Ofsted has reported a 9 per cent rise in the proportion of small private schools rated ‘good’ or ‘outstanding’, but one in ten remains inadequate.

Analysis published by the watchdog this morning shows that as of August, 75 per cent of so-called “non-association independent schools” received one of the two top grades at their most recent inspection, up from 69 per cent at the same time last year, a rise of 6 percentage points or almost 9 per cent.

Non-association independent schools are private schools that are not part of the Independent Schools Council (ISC) and therefore not inspected by the Independent Schools Inspectorate. Ofsted is responsible for inspecting these 1,037 schools, a lot of which are smaller faith or special schools.
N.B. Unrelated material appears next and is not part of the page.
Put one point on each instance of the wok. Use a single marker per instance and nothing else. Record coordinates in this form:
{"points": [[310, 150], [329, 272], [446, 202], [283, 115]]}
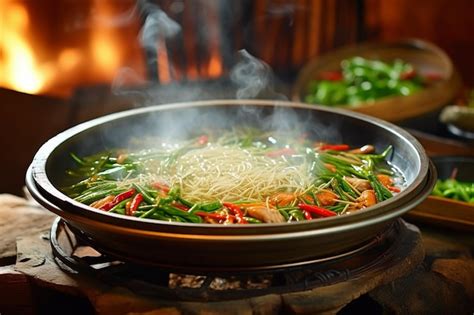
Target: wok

Despite the recent rise in the proportion of ‘good’ or ‘outstanding’ non-association independent schools, Ofsted inists there is “still room for improvement”. Fifteen per cent remain at ‘requires improvement’, while 10 per cent are ‘inadequate’.

It follows an investigation by Schools Week which revealed that private schools remained open despite being warned that they aren’t meeting the standards.
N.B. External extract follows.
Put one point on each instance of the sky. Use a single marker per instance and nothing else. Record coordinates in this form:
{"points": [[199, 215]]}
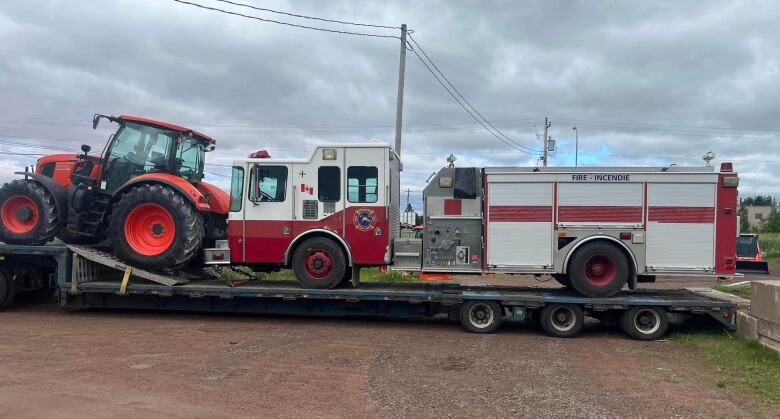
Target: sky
{"points": [[645, 83]]}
The government only began publishing warning notices to private schools for the first time last February, more than two years after a campaign by this newspaper to make them public.

The latest data shows a fifth of non-association independent schools have also failed to comply with the independent school standards. Furthermore, of schools that received monitoring inspections last year after failing to meet the standards in the past, just 44 per cent met the standards.

Non-association independent faith schools continue to underperform compared with non-faith schools. Forty per cent of faith schools are rated ‘requires improvement’ or ‘inadequate’, compared with just 20 per cent of non-faith schools.

Jewish schools are the worst-performing group, with 34 per cent of the 59 inspected by Ofsted rated ‘inadequate’ and 27 per cent rated ‘requires improvement’. Just 3 per cent are ‘outstanding’.

Among Muslim schools, 8 per cent are ‘outstanding’, 53 per cent are ‘good’, 20 per cent are ‘requires improvement’ and 19 per cent are ‘inadequate’.

Twelve per cent of Christian schools are ‘outstanding’ and 64 per cent are ‘good’.

Private special schools continue to perform better than mainstream private schools. Eighty-three per cent of special schools inspected as of August were ‘good’ or ‘outstanding’, compared with 67 per cent of other non-association independent schools.